Le premier vol au-dessus du mont Everest (situé entre le Népal et le Tibet) a été effectué en avril 1933 par deux avions Westland (en). Ils étaient pilotés par Douglas Douglas-Hamilton (alors connu sous le nom de Lord Clydesdale) et David McIntyre[1], avec Stewart Blacker et Sidney Bonnett dans les sièges d'observateurs. L'expédition a été financée par Lucy Houston (en) et dirigée par Peregrine Fellowes[2].

Historique

Avant la Première Guerre mondiale, les avions étaient limités à des altitudes inférieures à environ 10 000 ft (3 000 m). Les progrès de l'aviation militaire au cours de cette guerre, comme l'invention des moteurs d'avion turbocompressés et suralimentés (en), ont permis aux avions d'atteindre des altitudes plus élevées. En 1918, le physiologiste alpiniste britannique Alexander Kellas (en) a suggéré que les avions seraient bientôt capables de survoler le mont Everest, soit 8 849 m, ce qui serait utile pour la reconnaissance des voies d'escalade potentielles[3].

Aucun progrès n'a été réalisé sur l'idée au cours des années 1920, en partie parce que l'affaire diplomatique des lamas dansants (en) a empêché toute tentative d'ascension de la montagne de 1925 à 1933. Au début des années 1930, John Buchan, un député pour les universités écossaises (en), s'est inquiété de ce que les premières aéronautiques étaient dominées par les aviateurs américains[4]. Buchan a approché Lord Clydesdale (MP pour East Renfrewshire) pour suggérer un vol au-dessus de l'Everest qui favoriserait l'aviation britannique. Clydesdale était le plus jeune chef d'escadron de la Royal Air Force : il commandait la réserve 602 Squadron, qui était équipé de Westland Wapiti, et le fils d'Alfred Douglas-Hamilton, 13e duc de Hamilton[1],[5].

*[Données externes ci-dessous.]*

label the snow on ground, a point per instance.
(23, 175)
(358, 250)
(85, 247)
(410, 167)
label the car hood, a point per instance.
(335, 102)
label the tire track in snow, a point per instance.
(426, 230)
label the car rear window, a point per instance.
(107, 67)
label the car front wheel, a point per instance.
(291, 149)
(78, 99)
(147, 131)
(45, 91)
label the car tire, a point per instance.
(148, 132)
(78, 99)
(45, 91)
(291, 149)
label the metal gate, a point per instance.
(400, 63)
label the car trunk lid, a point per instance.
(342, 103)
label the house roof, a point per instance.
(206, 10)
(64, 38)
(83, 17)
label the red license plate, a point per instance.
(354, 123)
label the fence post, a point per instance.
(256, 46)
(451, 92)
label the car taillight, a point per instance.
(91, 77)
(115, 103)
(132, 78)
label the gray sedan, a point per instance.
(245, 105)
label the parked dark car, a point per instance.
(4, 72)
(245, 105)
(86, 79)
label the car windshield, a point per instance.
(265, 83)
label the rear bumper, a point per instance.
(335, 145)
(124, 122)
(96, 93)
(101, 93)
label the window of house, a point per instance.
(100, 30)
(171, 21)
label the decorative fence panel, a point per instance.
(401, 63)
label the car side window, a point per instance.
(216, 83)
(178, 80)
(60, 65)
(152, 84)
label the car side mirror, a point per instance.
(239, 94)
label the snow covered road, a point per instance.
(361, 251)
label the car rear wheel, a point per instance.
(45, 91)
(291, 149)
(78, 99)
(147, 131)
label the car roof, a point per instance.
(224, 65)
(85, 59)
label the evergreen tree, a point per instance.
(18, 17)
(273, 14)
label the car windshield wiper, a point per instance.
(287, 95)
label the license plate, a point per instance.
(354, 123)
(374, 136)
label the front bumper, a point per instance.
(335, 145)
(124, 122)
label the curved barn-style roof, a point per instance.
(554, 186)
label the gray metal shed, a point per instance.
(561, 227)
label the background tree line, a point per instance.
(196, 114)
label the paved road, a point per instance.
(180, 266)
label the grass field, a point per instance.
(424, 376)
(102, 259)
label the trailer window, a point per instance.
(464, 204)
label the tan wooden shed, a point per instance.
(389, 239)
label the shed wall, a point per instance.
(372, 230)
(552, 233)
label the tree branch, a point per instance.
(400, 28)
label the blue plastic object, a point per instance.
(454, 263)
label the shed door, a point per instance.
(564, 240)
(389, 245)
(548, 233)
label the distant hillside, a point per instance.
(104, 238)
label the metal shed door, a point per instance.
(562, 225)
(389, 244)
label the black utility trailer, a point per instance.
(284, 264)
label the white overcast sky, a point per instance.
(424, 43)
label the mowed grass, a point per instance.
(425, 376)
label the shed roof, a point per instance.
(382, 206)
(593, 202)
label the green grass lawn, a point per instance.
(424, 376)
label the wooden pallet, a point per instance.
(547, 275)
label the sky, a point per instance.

Aucune tentative ne pouvait être entreprise sans un financement substantiel. C'est pourquoi, en septembre 1932, Clydesdale rendit visite à Lucy Houston, à Kinrara, son domaine en Écosse, pour lui demander de financer l'expédition. Lucy Houston, très nationaliste, fut enthousiasmée par l'idée avancée par Clydesdale, estimant que survoler l'Everest renforcerait la domination britannique en Inde (Houston était un opposant déclaré au mouvement d'indépendance indien) et impressionnée par le fait que Clydesdale avait porté son kilt au dîner. Elle accepta de financer l'expédition et participa à sa planification[6].

Planification

L'inventeur Stewart Blacker a rejoint l'expédition ; c'était un pilote expérimenté qui avait servi dans l'armée britannique des Indes de 1907 à 1932 (atteignant le grade de major), il connaissait donc bien la région[3]. Le commodore de l'air Peregrine Fellowes a été chargé de diriger l'expédition et de diriger sa planification[2]. Fellowes et Blacker ont obtenu les autorisations nécessaires du ministère de l'Air, du bureau indien et du gouvernement du Népal (en) pour permettre le vol[2],[3]. Le Népal n'a accordé l'autorisation que pour un seul vol ; tandis que le 13e Dalaï Lama du Tibet a refusé l'autorisation à l'avion d'entrer dans l'espace aérien tibétain[2].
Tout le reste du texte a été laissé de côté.